We did this in 2010 and the market was booming – I had plenty of clients. Actually the people who really supported me to open the Firm were businesspeople. I secured four or five clients on a permanent retainer basis, so I was encouraged to start. Now we have 17 lawyers in the Firm so the growth has been rapid.
How do you see the Firm evolving in the future?
I am thinking of building a structure for our senior lawyers to be partners. I deal with management in a very democratic way to ensure that my staff participate fully. It enhances their work to know all the rules of how the company functions and giving them percentages in the Firm incentivizes them. I want to create a culture of ownership, not to remain a one-man show. I have another new project in mind but am currently researching to see how that could work.
In this country you can be helpful or an obstacle. I think about things from a positive perspective. Let’s be frank, we have a very bad education system – often our education and certificates do not match international standards. I’m thinking about having international accreditation for specific sectors to help them fit into the market. We have a catastrophe in the nursing sector and when it comes to information technology. We don’t have the appropriate calibre of professionals in mechanics, the legal or paralegal professions. There are a lot of sectors that are badly needed in the market, for which we really don’t have appropriate education.

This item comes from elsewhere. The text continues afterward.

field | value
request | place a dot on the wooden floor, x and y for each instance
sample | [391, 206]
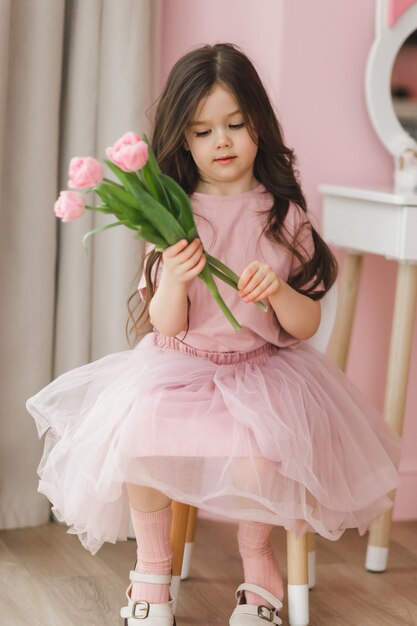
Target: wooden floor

What do you see as being the major challenges to managing a law firm in Egypt?
There are so many! If was in any other country I would have been in a much better situation. I have always had to put in double the effort to make my business fly. Sometimes the challenges come from peers, who feel threatened by a successful woman. Throughout my career, people would fight with me and act as though, because I’m a woman, I shouldn’t have reached the level I did. Even when I opened this law firm, there were some people from within the industry who tried to attack me, or tried to steal lawyers and clients who were working with me.

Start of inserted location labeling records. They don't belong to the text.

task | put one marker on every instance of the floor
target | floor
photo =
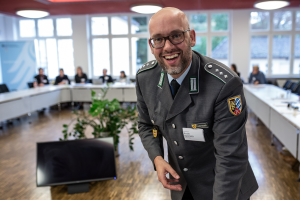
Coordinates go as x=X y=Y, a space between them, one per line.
x=136 y=178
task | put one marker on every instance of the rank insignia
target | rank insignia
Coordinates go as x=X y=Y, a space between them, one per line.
x=235 y=105
x=154 y=132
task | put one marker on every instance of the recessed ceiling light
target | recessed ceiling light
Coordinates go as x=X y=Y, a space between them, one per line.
x=145 y=8
x=271 y=5
x=32 y=13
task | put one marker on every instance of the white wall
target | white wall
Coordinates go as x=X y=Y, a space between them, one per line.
x=240 y=41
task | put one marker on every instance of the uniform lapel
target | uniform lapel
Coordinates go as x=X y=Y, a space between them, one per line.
x=183 y=99
x=164 y=94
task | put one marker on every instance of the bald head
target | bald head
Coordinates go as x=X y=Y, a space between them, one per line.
x=166 y=17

The government also does not provide help in terms of starting your own organisation.
I usually don’t listen to people who challenge me or threaten me. What I care about is what I will do tomorrow and I get frustrated if don’t do something new every day. And I want to build something for others to gain from. I am always very happy when I see law students or associates who end up being stars in the market because of the time they spent with me. I feel that this enriched them so much in a year or two that it’s as though I started to have graduates, because I am deeply committed to anyone coming from this law firm having a rich skill set – in terms of drafting, negotiating, handling files. I don’t like to see my people having less than what is required in the market. I focus on them gaining the appropriate experience.
What qualities do you look for in prospective employees?
You realise in the first three months who is worth investing in. You notice who has discipline; and you look at levels of responsibility and how eager the person is to learn. If he is giving time to his profession, if he loves his profession, he could transform in no time. This is a job that greatly affects people and their businesses, so you have to be very careful with what you advise people. Good advice could result in someone creating hundreds of jobs; bad advice could put someone out of business.